Faune terrestre[modifier | modifier le code]

Les Rennes de Svalbard[modifier | modifier le code]

La rythmicité des Rennes de Svalbard a pendant longtemps été source de débat. S’il a été attesté que les Rennes de Svalbard possèdent une horloge circadienne fonctionnelle, il a été considéré que cette dernière cessait de fonctionner saisonnièrement, pendant les nuits polaires [1]. Plus récemment, il a été suggéré que celle-ci restait fonctionnelle toute l’année[2].
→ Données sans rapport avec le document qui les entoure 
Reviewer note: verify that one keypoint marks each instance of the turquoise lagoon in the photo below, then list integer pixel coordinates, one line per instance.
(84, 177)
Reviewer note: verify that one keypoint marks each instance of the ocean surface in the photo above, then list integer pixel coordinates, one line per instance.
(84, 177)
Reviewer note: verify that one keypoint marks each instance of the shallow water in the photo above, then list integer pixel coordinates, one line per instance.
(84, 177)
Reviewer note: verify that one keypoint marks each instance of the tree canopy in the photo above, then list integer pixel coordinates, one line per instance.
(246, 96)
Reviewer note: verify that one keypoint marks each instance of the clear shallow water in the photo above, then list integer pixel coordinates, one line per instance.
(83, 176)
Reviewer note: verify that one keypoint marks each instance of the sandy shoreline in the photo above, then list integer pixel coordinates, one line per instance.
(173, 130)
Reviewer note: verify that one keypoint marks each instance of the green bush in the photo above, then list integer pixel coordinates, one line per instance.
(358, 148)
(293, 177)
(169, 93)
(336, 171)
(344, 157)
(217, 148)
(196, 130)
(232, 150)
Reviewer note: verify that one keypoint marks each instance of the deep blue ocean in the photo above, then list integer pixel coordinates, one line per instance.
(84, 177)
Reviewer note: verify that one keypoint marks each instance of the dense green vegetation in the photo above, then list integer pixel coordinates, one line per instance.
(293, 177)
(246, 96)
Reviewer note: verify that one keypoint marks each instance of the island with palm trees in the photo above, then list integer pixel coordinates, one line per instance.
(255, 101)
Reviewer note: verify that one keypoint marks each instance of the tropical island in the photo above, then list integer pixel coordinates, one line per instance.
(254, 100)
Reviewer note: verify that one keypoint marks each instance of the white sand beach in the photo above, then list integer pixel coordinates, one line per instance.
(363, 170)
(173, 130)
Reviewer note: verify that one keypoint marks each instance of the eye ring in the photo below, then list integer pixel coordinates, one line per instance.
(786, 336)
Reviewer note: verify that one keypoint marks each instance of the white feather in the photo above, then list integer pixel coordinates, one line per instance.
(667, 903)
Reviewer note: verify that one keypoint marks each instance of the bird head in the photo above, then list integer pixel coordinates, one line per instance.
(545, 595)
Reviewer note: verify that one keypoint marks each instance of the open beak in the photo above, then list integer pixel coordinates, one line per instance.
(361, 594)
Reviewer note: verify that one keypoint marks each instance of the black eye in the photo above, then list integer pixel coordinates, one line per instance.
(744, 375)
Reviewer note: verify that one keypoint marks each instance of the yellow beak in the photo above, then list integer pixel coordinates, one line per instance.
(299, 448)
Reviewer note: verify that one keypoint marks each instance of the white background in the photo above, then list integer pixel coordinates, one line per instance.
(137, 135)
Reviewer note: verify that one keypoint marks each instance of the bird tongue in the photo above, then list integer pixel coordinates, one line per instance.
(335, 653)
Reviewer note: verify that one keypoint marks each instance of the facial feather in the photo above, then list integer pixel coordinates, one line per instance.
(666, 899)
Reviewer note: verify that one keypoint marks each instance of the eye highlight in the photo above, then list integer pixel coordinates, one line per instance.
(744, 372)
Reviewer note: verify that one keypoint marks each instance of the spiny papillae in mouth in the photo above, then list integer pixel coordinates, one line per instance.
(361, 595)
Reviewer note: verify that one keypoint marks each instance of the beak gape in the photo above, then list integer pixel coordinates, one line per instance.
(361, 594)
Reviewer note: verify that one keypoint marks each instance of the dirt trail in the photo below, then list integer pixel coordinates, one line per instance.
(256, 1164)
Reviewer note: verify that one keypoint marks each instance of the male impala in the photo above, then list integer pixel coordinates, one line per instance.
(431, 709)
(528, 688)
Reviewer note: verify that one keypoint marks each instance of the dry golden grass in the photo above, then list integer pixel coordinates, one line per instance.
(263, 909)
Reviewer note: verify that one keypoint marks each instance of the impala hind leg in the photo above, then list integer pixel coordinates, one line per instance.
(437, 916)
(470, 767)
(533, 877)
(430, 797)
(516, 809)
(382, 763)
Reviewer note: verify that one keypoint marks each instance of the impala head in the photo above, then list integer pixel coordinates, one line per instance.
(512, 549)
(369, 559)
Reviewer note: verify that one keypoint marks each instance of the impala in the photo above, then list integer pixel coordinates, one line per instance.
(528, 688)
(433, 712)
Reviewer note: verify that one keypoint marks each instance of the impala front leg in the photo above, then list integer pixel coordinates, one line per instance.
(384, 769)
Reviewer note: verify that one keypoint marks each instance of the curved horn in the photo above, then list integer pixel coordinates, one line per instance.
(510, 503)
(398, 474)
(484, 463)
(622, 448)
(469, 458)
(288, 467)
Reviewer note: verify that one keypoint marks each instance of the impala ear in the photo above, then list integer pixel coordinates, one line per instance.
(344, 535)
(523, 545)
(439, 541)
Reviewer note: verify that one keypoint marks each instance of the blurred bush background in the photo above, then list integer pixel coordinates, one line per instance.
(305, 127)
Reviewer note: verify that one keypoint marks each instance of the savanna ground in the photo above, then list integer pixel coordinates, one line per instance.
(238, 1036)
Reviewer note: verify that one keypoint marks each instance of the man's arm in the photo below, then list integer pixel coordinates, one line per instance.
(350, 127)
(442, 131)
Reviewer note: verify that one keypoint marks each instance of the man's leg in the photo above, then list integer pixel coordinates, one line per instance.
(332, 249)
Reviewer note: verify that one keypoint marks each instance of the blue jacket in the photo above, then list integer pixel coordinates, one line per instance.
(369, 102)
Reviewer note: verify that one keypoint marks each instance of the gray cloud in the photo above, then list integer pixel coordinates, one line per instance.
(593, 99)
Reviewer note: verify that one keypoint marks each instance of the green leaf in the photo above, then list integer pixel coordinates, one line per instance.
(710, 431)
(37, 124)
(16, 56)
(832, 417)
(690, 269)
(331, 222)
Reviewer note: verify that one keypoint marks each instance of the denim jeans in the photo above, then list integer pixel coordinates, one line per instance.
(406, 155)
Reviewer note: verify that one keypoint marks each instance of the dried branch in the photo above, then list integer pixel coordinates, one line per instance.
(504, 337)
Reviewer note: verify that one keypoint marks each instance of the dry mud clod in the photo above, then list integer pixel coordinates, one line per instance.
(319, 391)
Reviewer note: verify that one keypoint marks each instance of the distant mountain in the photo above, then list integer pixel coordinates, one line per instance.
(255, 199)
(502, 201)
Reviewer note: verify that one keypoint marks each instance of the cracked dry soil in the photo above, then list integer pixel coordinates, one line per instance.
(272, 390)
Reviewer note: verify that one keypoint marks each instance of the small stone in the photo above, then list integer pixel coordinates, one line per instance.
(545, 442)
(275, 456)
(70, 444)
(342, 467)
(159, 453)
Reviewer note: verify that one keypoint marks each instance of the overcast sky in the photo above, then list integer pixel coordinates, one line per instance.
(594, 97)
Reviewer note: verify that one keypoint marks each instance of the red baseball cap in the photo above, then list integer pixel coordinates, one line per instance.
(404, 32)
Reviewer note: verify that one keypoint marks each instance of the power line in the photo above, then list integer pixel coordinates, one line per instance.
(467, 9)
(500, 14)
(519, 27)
Pendant les nuits polaires, à cause de l’absence des Zeitgebers d’origine lumineuse, le rythme circadien des Rennes de Svalbard se désynchronise et part en roue libre, mais reste étonnamment proche de 24h [2]. Ceci semblerait s’expliquer par une interdépendance entre l’horloge circadienne et des processus homéostatiques [3]. Étonnamment, malgré une stabilisation du rythme circadien, chaque individu voit son rythme se décaler de manière différente (un rythme légèrement plus long pour certains, légèrement plus court pour d’autres, à des amplitudes qui varient pour chaque individu), ce qui se répercute autant sur le comportement que sur le métabolisme des animaux [2].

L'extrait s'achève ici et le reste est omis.